Algo escasas las tierras de riego en aquella época eran. No obstante, suficientes, para recolectar de ellas buenas hortalizas.

La escasez de regadío en Benalúa, obligó a proyectar varios ramales de acequias que, trazados por distintos parajes, todos ellos paralelos al río Moro y por lo tanto formados de limazos y arrastres de éste, contenían, y contienen, tierras fértiles, regadas por inundación y, con acequias de tierra, que transporta el agua por gravedad y con infinidad de apelativos, según lugar y función (Cieca, hijuela, canal, caz, acequia, lieva, atarjea, azacaya, brazal, torna, tashkiva y muchas más) .

Estado actual del Cortijo Río. Octubre 2020.
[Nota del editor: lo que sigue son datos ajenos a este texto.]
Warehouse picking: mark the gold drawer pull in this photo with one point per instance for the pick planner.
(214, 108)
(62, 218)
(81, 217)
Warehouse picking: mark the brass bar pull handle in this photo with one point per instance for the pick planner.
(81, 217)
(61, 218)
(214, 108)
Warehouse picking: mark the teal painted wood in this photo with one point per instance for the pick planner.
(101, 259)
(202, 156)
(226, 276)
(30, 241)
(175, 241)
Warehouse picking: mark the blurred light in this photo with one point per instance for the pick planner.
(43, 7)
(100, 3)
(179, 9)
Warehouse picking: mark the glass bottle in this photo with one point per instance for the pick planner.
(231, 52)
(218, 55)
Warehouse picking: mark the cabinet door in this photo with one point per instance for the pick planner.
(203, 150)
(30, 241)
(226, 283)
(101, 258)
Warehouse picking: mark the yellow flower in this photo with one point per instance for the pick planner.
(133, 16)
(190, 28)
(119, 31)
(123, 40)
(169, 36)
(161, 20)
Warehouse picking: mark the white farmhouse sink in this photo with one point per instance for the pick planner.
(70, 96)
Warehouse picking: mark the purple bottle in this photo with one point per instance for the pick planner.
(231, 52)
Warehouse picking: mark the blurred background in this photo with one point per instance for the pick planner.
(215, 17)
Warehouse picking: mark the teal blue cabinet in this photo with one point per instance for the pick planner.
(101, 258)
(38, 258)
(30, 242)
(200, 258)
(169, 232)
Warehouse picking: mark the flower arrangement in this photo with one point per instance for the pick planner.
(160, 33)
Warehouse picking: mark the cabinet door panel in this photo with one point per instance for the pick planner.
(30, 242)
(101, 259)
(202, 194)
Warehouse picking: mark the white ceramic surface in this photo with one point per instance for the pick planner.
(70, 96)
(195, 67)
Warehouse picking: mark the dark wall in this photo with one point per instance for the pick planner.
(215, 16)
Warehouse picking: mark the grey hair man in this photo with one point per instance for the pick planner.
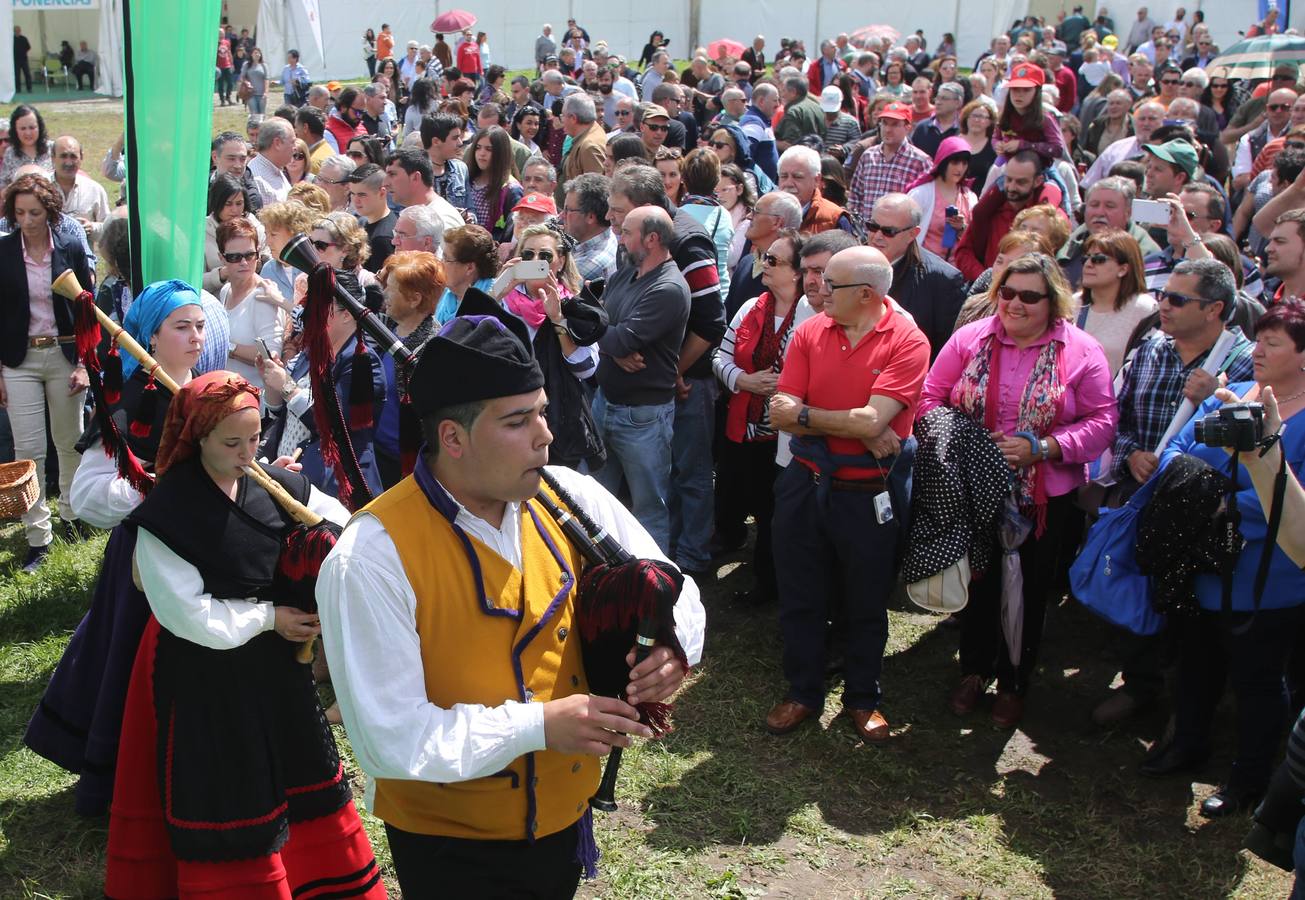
(585, 218)
(333, 178)
(924, 285)
(419, 228)
(860, 405)
(276, 148)
(800, 175)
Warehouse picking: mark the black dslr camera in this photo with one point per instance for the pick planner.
(1237, 425)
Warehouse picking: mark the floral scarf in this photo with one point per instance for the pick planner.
(976, 395)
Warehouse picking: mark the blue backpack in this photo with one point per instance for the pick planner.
(1105, 577)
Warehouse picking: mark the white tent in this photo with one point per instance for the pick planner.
(513, 25)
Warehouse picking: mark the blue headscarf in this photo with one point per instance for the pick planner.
(148, 312)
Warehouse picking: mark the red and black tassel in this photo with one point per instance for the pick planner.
(360, 399)
(142, 421)
(112, 365)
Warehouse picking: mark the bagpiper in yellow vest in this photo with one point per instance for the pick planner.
(488, 634)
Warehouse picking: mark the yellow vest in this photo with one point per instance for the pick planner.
(476, 648)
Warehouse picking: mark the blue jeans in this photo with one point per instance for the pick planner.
(638, 451)
(693, 500)
(1299, 857)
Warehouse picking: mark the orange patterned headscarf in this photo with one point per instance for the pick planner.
(196, 410)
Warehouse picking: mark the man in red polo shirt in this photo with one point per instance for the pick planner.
(847, 394)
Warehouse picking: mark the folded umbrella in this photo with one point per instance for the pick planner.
(871, 33)
(724, 47)
(453, 21)
(1013, 531)
(1256, 58)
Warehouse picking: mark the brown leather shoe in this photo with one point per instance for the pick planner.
(871, 725)
(787, 715)
(1008, 710)
(966, 695)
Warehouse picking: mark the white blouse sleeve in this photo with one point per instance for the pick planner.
(690, 618)
(368, 613)
(178, 599)
(99, 496)
(722, 360)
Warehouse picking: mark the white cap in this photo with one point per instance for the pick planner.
(831, 99)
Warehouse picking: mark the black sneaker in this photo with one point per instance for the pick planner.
(35, 556)
(76, 531)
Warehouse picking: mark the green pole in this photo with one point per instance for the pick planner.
(168, 54)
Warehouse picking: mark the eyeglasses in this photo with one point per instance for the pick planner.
(1027, 298)
(889, 231)
(830, 286)
(1180, 300)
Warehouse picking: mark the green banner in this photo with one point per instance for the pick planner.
(168, 52)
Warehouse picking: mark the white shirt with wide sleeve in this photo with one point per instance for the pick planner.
(368, 612)
(176, 596)
(99, 495)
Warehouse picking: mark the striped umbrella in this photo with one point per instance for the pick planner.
(1256, 58)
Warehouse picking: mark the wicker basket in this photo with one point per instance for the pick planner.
(18, 488)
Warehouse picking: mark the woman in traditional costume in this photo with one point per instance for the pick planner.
(81, 715)
(229, 783)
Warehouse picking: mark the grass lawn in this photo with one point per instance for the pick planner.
(719, 809)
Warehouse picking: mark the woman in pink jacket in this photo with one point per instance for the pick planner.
(1042, 388)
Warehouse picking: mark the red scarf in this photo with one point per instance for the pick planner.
(764, 346)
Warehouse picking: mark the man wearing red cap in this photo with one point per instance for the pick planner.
(533, 209)
(888, 166)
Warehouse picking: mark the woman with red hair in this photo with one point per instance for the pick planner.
(229, 780)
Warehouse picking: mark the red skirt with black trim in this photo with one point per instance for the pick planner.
(225, 787)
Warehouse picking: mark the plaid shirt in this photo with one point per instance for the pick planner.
(1152, 391)
(876, 176)
(597, 257)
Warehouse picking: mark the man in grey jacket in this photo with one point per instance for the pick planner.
(647, 307)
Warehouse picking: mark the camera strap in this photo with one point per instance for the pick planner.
(1266, 553)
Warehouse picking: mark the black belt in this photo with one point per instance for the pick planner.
(863, 485)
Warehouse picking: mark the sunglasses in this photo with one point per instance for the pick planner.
(889, 231)
(1027, 298)
(1180, 300)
Eran conocidos varios trazados y ramales. Algunos desaparecidos enteros, otros por tramos y ay los que, naciendo en el término de Benalúa, entran en el de Colomera, como son:

Presa por desvío o derivación, construida en el río, cerca del Cortijo Las Vegas que, partiendo su acequia de dicha presa; más bien azud, ya que sus aguas no remansa y detiene, sino que las deriva hacia el canal y riega el Cortijuelo, Molino de Arriba, las solanas y vegas cerca del pueblo, ya casi todas edificadas, Vega la Venta, terminando muy cerca de otra existente en la “Jondonada”. Paraje muy conocido, lugar que se usaba como lavadero y su presa como gran piscina, llena todo el verano de bañistas, algunos de día entero. Esta presa, como casi todas las demás, no eran de cantería, sino de piedras muy grandes sabiamente colocadas, con ramas y maleza, entrelazada de tal forma, con maña y experiencia, depositando infinidad de espuertas de tierra, sobre ellas, hábilmente apisonada, se conseguía un dique, que muy bien cumplía con su misión de desvío del agua. Así duraba, hasta que una tormenta de verano con su consecuente riada, arrasaba la hábil obra conseguida y de inmediato habían de reconstruir, para salvar la cosecha.

Para la reconstrucción del azud, aportaba cada agricultor, que de sus aguas regaba, tantas peonadas como tierra tenía. Obra de colaboración propia de comunidades minifundistas que, valiéndose de esta organización, lograban un bien común.